LIMA (AFP) Los presidentes de Estados Unidos, George W. Bush, y de Rusia, Dimitri Medvedev, coincidieron el sábado en que sus países deben seguir trabajando juntos en el tema de Irán cuando el nuevo gobierno de Barack Obama asuma sus funciones en Washington.
"Hablaron sobre la necesidad para las dos naciones de continuar trabajando juntos en Irán y que es importante que esa cooperación se mantenga con la nueva administración que empieza el 20 de enero", dijo la vocera de la Casa Blanca, Dana Perino.
"Discutieron una variedad de temas incluidas nuestras diferencias sobre Georgia, que persisten", agregó.
Perino describió la conversación entre Bush como "un intercambio cordial pero franco y directo".
Bush y Medvedev, que se encontraron en Lima al margen del Foro Económico Asia-Pacífico (APEC), no disimularon las frecuentemente profundas diferencias entre Moscú y Washington, agregó la vocera.
Por su parte el ministro ruso de Relaciones Exteriores, Sergei Lavrov, dijo que ambos gobernantes acordaron trabajar juntos "de una manera práctica" a pesar de sus diferencias.
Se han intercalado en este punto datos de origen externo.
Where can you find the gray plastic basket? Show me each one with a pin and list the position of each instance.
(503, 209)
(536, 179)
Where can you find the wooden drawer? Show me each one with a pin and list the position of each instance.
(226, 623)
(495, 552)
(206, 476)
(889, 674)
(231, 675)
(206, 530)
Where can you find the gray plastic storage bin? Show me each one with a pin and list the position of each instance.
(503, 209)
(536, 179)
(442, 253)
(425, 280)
"Los dos presidentes señalaron que las diferencias se mantienen en nuestras relaciones pero hay un deseo unánime -y lo dijo el presidente Bush- de no detenerse en estos problemas que siempre existen entre dos grandes poderes", aseguró Lavrov a la prensa.
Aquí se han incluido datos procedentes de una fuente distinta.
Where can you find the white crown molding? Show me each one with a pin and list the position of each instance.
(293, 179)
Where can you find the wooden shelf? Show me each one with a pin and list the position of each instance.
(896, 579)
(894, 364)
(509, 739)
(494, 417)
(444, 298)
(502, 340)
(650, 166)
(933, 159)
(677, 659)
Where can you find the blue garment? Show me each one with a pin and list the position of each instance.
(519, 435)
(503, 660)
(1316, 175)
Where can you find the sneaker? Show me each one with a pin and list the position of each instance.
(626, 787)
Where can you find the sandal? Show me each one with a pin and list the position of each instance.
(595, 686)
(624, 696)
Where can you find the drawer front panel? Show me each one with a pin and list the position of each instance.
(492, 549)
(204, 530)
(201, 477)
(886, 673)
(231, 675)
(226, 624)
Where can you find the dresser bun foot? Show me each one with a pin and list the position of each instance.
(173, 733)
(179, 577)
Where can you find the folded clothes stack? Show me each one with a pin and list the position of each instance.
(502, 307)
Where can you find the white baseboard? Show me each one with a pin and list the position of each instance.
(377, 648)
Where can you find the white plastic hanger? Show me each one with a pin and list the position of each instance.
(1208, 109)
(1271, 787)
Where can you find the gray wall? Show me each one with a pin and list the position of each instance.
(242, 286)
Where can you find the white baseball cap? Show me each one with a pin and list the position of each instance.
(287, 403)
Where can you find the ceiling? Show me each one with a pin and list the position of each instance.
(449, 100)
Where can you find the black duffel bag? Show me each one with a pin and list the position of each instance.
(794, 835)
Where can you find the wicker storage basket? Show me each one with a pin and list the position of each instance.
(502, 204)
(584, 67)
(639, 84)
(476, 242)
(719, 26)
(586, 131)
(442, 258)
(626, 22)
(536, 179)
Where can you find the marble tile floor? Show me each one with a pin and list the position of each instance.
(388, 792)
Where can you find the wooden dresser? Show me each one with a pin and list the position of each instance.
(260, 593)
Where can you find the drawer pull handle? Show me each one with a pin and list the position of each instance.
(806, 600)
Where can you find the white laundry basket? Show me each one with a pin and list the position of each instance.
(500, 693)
Dijo igualmente que Bush y Medvedev acordaron trabajar "de una manera práctica en los temas que son importantes para los dos países y para el mundo entero".
Como ejemplo de esa cooperación práctica, Lavrov citó el acuerdo alcanzado con la secretario de Estado norteamericana, Condoleezza Rice, para cooperar en el combate a la piratería en las costas de la convulsionada Somalia.
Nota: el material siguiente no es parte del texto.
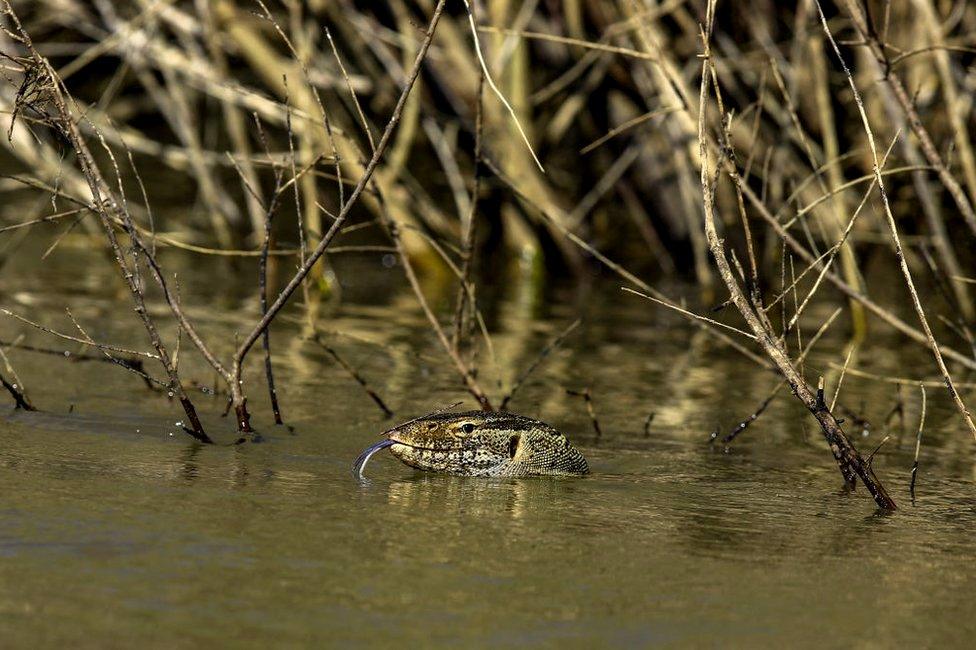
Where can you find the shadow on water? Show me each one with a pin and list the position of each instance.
(669, 540)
El canciller deseó continuar la cooperación con el presidente electo, Barack Obama, cuando suceda a Bush en enero: "Aceptamos seguir reuniéndonos y dialogando luego de que el presidente Bush deje la Casa Blanca".
La Casa Blanca dijo que Estados Unidos específicamente aceptaba cooperar con una nueva administración en Irán. Rusia ha sido crítica de las presiones de Occidente para nuevas sanciones a Irán por su controvertido programa nuclear.
Más temprano este sábado Bush elogió en un comunicado la "revolución rosa" en Georgia en 2003 que se deshizo de siglos de influencia de Moscú.
"En este aniversario, los estadounidenses honramos a los valientes ciudadanos georgianos que defendieron la libertad, y renovamos nuestro compromiso de apoyar a la democracia, la independencia, la soberanía y la integridad territorial de Georgia", señala el mensaje.
El movimiento que llevó al líder pro-occidental Mijail Saakashvili al poder en Georgia provocó celebraciones en Washington y las capitales europeas, pero suscitó una irritada respuesta de Moscú por los cambios en su tradicional esfera de influencia.
El presidente Bush, quien mantuvo en Lima su primera reunión bilateral con Medvedev desde la guerra entre Rusia y Georgia en agosto pasado, calificó los acontecimientos de hace cinco años como "uno de los capítulos más ejemplares de la historia de la libertad".